A primeira missão de Umbrella Academy, lidando com um assalto ao banco com reféns.

The Umbrella Academy conta a história de crianças que nasceram sob circunstâncias incomuns e, portanto, foram dotados de poderes especiais. Com a comoção causada pelo fato, um bilionário excêntrico chamado Sir. Reginald Hargreeves (Colm Feore) adota sete dessas crianças e cria a “Umbrella Academy”, uma escola para que aqueles especiais possam se tornar super heróis e salvar o mundo.

Mediante as lições da academia, as crianças são treinadas por Reginald e criadas pelos empregados incomuns do homem, tal qual o macaco super inteligente Pogo (Adam Godley) e uma andróide nomeada Grace (Jordan Claire Robbins), a quem as crianças se referem como mãe.

Os ensinamentos do pai adotivo garantem a fama de vigilantes aos filhos durante a infância, mas eles crescem sentindo tão somente pressão de seus responsáveis e desamparo, pouco sanado ao longo dos anos. Através de um evento mundialmente catastrófico, a família se dissolve, indo cada qual viver suas vidas. Todavia, com o anúncio do falecimento do bilionário, a família se reúne mais uma vez para prestar suas últimas homenagens ao mentor.

Poster comercial dos três primeiros membros da Umbrella Academy da Netflix.

Luther/Número 1 (Tom Hopper) viveu isolado na Lua fazendo pesquisas a mando de Reginald.

Diego/Número 2 (David Castañeda) se tornou um vigilante da cidade.

Alisson/Número 3 (Emmy Raver-Lampman) é uma famosa estrela de cinema com a vida pessoal em um caos por conta de seus poderes.

Poster comercial dos quatro últimos membros da Umbrella Academy da Netflix.

Klaus/Número 4 (Robert Sheehan), não sabendo como controlar seus poderes, “escapa” através dos entorpecentes, se transformando num viciado.

Número 5 (Aidan Gallagher), desapareceu misteriosamente quando tinha 13 anos ao tentar usar suas habilidades para viajar no tempo.

Ben/Número 6 (Justin H. Min) morreu tragicamente em uma missão e ninguém fala dele.

Vanya/Número 7 (Ellen Page), que apesar de mostrar habilidade como violinista, se vê ainda à margem de seus irmãos e irmãs superpoderosos.

Quando ocorre o reencontro dos irmãos, vemos como a infância tomada de pressão heróica desenvolveu cada um, são evidenciados os tipo de trauma ou problemas que os personagens tentam enfrentar na série.

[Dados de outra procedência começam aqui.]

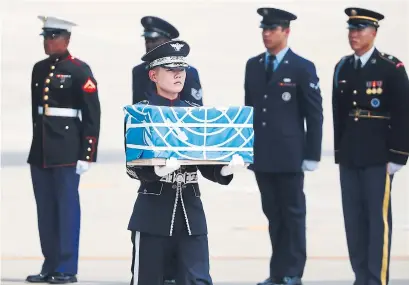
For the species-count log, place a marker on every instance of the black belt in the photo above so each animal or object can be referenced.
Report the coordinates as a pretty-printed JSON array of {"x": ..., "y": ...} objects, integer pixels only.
[{"x": 358, "y": 113}]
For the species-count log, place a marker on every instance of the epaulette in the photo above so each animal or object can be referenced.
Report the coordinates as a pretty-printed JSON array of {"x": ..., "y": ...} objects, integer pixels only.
[
  {"x": 391, "y": 59},
  {"x": 146, "y": 102},
  {"x": 192, "y": 104}
]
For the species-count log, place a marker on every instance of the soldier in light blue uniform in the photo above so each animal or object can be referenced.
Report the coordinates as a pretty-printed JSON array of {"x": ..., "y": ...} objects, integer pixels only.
[
  {"x": 283, "y": 88},
  {"x": 168, "y": 217},
  {"x": 158, "y": 31}
]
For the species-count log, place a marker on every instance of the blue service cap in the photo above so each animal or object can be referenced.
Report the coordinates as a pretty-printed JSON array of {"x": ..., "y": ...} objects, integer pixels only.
[
  {"x": 171, "y": 54},
  {"x": 360, "y": 18}
]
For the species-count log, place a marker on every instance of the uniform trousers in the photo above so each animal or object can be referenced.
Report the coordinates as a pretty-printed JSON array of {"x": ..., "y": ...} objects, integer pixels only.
[
  {"x": 58, "y": 214},
  {"x": 283, "y": 203},
  {"x": 366, "y": 201}
]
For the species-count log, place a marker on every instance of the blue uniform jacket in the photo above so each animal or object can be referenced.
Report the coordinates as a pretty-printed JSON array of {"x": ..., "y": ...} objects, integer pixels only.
[
  {"x": 160, "y": 205},
  {"x": 142, "y": 85},
  {"x": 281, "y": 108}
]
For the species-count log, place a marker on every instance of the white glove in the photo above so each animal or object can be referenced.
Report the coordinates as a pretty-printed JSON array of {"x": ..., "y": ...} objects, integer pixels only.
[
  {"x": 235, "y": 164},
  {"x": 82, "y": 166},
  {"x": 393, "y": 167},
  {"x": 309, "y": 165},
  {"x": 172, "y": 164}
]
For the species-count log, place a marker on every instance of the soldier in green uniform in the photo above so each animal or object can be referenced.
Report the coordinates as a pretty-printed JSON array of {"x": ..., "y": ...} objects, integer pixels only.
[{"x": 371, "y": 136}]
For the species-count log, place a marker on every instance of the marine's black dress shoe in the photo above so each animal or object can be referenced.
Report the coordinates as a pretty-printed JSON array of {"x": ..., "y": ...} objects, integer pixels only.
[
  {"x": 39, "y": 278},
  {"x": 62, "y": 278}
]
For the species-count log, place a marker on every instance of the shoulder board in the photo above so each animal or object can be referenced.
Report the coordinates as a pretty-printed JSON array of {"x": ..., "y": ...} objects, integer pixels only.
[
  {"x": 390, "y": 58},
  {"x": 192, "y": 104}
]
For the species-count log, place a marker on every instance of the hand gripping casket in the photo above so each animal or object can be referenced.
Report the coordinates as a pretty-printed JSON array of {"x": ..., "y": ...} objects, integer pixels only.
[{"x": 193, "y": 135}]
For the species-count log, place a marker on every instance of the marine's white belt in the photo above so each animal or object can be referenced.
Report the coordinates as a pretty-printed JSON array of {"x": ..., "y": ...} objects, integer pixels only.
[{"x": 59, "y": 112}]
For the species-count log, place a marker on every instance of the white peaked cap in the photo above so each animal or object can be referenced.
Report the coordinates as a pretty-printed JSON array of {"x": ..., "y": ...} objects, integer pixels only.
[{"x": 55, "y": 23}]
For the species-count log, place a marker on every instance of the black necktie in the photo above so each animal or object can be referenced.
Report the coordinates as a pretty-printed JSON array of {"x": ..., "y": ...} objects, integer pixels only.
[
  {"x": 358, "y": 64},
  {"x": 270, "y": 66}
]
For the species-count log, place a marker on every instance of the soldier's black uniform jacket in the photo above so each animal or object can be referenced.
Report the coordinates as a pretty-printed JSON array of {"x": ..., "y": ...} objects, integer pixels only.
[
  {"x": 142, "y": 85},
  {"x": 281, "y": 106},
  {"x": 161, "y": 198},
  {"x": 65, "y": 112},
  {"x": 370, "y": 111}
]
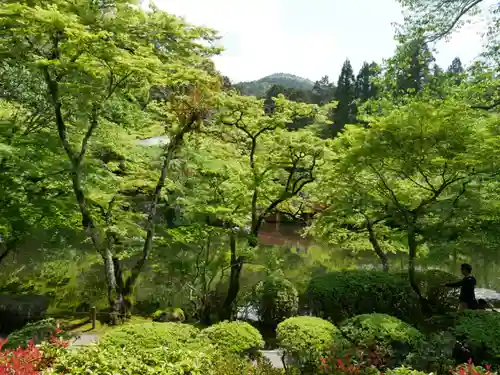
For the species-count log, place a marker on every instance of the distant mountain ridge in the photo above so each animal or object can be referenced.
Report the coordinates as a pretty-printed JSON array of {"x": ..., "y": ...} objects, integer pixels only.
[{"x": 260, "y": 87}]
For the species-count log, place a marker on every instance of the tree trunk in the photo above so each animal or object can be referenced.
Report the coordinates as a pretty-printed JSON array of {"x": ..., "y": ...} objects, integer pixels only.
[
  {"x": 376, "y": 246},
  {"x": 412, "y": 255},
  {"x": 234, "y": 281}
]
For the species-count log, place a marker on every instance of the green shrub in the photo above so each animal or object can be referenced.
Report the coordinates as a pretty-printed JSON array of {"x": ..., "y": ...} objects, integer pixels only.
[
  {"x": 171, "y": 314},
  {"x": 140, "y": 349},
  {"x": 238, "y": 338},
  {"x": 337, "y": 296},
  {"x": 383, "y": 331},
  {"x": 431, "y": 283},
  {"x": 150, "y": 335},
  {"x": 435, "y": 355},
  {"x": 110, "y": 359},
  {"x": 37, "y": 331},
  {"x": 404, "y": 371},
  {"x": 277, "y": 300},
  {"x": 478, "y": 330},
  {"x": 303, "y": 340}
]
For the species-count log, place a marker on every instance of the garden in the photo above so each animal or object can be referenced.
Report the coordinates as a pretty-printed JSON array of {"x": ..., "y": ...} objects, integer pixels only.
[
  {"x": 155, "y": 219},
  {"x": 364, "y": 323}
]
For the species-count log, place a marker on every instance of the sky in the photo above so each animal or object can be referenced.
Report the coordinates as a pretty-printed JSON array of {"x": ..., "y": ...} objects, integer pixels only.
[{"x": 308, "y": 38}]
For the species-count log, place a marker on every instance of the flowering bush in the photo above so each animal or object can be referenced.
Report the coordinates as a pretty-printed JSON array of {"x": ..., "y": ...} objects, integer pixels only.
[
  {"x": 355, "y": 362},
  {"x": 30, "y": 360}
]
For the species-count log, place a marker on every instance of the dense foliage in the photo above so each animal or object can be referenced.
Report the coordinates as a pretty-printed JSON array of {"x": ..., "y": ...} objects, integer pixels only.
[
  {"x": 277, "y": 299},
  {"x": 304, "y": 340},
  {"x": 135, "y": 178},
  {"x": 237, "y": 338},
  {"x": 340, "y": 295},
  {"x": 383, "y": 332}
]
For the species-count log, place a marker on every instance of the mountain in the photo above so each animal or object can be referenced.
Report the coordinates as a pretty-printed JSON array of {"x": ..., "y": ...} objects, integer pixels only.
[{"x": 259, "y": 88}]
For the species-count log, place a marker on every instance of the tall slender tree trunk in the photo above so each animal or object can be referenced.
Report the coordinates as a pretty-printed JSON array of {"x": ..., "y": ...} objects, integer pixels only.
[
  {"x": 234, "y": 280},
  {"x": 412, "y": 255}
]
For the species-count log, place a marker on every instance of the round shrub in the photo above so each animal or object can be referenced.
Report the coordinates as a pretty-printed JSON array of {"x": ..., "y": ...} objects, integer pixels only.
[
  {"x": 478, "y": 330},
  {"x": 277, "y": 300},
  {"x": 337, "y": 296},
  {"x": 303, "y": 340},
  {"x": 237, "y": 337},
  {"x": 150, "y": 335},
  {"x": 382, "y": 331},
  {"x": 171, "y": 314}
]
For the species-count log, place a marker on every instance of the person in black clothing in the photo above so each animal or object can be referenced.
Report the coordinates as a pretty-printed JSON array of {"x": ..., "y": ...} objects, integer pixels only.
[{"x": 467, "y": 286}]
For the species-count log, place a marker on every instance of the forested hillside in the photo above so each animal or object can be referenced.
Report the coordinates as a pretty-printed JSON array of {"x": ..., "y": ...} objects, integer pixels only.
[
  {"x": 260, "y": 87},
  {"x": 138, "y": 183}
]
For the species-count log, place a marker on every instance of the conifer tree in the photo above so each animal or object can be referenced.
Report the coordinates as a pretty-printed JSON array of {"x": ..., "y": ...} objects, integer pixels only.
[{"x": 345, "y": 113}]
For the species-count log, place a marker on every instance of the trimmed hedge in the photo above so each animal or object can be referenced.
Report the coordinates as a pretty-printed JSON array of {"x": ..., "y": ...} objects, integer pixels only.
[
  {"x": 337, "y": 296},
  {"x": 151, "y": 335},
  {"x": 170, "y": 314},
  {"x": 303, "y": 340},
  {"x": 441, "y": 299},
  {"x": 382, "y": 331},
  {"x": 277, "y": 300},
  {"x": 237, "y": 338},
  {"x": 479, "y": 331}
]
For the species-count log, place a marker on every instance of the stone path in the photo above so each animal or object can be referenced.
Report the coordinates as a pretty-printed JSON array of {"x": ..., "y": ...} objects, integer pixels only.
[
  {"x": 84, "y": 339},
  {"x": 274, "y": 357}
]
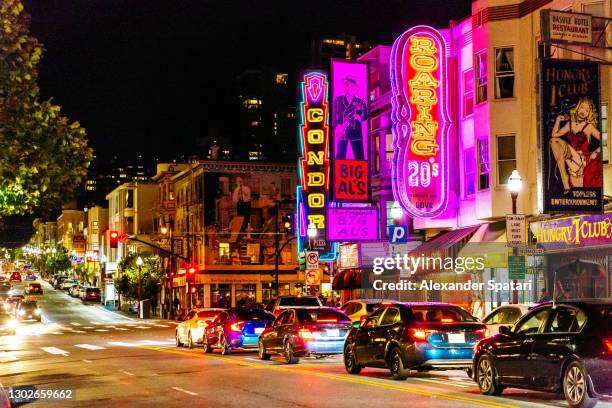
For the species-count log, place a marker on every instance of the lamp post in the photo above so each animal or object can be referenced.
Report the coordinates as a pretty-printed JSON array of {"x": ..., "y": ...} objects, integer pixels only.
[
  {"x": 515, "y": 184},
  {"x": 139, "y": 263}
]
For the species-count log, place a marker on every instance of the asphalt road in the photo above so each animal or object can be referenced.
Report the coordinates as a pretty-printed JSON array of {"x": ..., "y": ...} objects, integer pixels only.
[{"x": 109, "y": 360}]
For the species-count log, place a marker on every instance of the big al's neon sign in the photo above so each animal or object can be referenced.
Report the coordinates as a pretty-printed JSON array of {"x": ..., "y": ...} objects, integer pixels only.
[
  {"x": 313, "y": 193},
  {"x": 420, "y": 121}
]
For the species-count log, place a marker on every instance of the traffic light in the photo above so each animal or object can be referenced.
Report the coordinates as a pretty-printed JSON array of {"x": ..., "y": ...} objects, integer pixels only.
[{"x": 114, "y": 239}]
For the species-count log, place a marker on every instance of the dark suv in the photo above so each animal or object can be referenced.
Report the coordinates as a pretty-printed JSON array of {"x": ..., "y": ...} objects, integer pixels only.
[
  {"x": 566, "y": 347},
  {"x": 418, "y": 336}
]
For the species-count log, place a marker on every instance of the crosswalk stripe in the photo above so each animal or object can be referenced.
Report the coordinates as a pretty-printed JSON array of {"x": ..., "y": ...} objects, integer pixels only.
[
  {"x": 55, "y": 350},
  {"x": 89, "y": 346}
]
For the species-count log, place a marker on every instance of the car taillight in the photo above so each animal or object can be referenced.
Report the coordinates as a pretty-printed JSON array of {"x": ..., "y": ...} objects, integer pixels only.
[
  {"x": 608, "y": 345},
  {"x": 421, "y": 334},
  {"x": 305, "y": 334},
  {"x": 237, "y": 326},
  {"x": 484, "y": 333}
]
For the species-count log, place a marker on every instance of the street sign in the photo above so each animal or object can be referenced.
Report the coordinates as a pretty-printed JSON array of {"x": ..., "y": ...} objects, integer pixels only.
[
  {"x": 516, "y": 267},
  {"x": 398, "y": 234},
  {"x": 312, "y": 260},
  {"x": 312, "y": 277},
  {"x": 515, "y": 228}
]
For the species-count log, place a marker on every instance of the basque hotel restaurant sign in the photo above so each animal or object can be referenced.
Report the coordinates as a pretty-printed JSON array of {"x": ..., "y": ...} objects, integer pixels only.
[
  {"x": 350, "y": 175},
  {"x": 570, "y": 137},
  {"x": 313, "y": 192},
  {"x": 420, "y": 121}
]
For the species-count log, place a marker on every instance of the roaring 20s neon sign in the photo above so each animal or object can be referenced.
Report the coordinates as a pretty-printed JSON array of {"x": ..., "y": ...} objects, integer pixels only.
[
  {"x": 314, "y": 162},
  {"x": 420, "y": 121}
]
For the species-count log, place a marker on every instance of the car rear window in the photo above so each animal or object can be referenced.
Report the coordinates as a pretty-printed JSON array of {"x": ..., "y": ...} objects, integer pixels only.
[
  {"x": 299, "y": 301},
  {"x": 208, "y": 314},
  {"x": 441, "y": 314},
  {"x": 251, "y": 314},
  {"x": 322, "y": 316}
]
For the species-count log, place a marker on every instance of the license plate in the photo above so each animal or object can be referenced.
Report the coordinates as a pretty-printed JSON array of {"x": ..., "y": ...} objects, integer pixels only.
[
  {"x": 456, "y": 337},
  {"x": 333, "y": 332}
]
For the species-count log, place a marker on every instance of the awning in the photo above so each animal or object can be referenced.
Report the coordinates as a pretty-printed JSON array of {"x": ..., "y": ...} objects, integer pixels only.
[{"x": 489, "y": 242}]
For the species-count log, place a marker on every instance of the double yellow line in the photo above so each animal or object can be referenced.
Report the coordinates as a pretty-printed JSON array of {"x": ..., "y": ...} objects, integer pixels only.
[{"x": 345, "y": 378}]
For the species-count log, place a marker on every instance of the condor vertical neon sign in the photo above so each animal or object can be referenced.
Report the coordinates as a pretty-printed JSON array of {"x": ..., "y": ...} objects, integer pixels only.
[
  {"x": 313, "y": 194},
  {"x": 420, "y": 121}
]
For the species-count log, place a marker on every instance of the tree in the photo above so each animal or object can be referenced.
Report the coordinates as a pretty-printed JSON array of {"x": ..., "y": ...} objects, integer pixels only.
[{"x": 43, "y": 155}]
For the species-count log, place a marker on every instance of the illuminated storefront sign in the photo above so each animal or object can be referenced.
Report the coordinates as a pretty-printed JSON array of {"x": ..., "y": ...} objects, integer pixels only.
[
  {"x": 352, "y": 224},
  {"x": 313, "y": 192},
  {"x": 350, "y": 135},
  {"x": 583, "y": 231},
  {"x": 420, "y": 121}
]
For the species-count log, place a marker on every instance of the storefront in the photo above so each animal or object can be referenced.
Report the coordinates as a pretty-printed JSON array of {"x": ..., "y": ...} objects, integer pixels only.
[{"x": 577, "y": 262}]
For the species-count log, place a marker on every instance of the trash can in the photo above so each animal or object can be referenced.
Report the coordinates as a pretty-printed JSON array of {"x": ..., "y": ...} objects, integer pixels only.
[{"x": 144, "y": 309}]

Em suma, os poderes não são salvadores ou a força que os motiva, mas sim o peso que os põem para baixo — ou, como no caso da Vanya, a falta de poderes a leva ao vazio existencial. Por ser a única da equipe sem poderes, a série foca bastante na caçula, que tenta expor sua ótica de como foi crescer sendo subjugada por todos de sua família e nada tendo de “especial” para oferecer ao mundo.

A série da Netflix faz uma mistura dos dois primeiros arcos narrativos da HQ, vencedora do Prêmio Eisner de 2008 e 2009, “Suíte do Apocalipse” e “Dallas”.

A dupla de assassinos que perseguem Número 5.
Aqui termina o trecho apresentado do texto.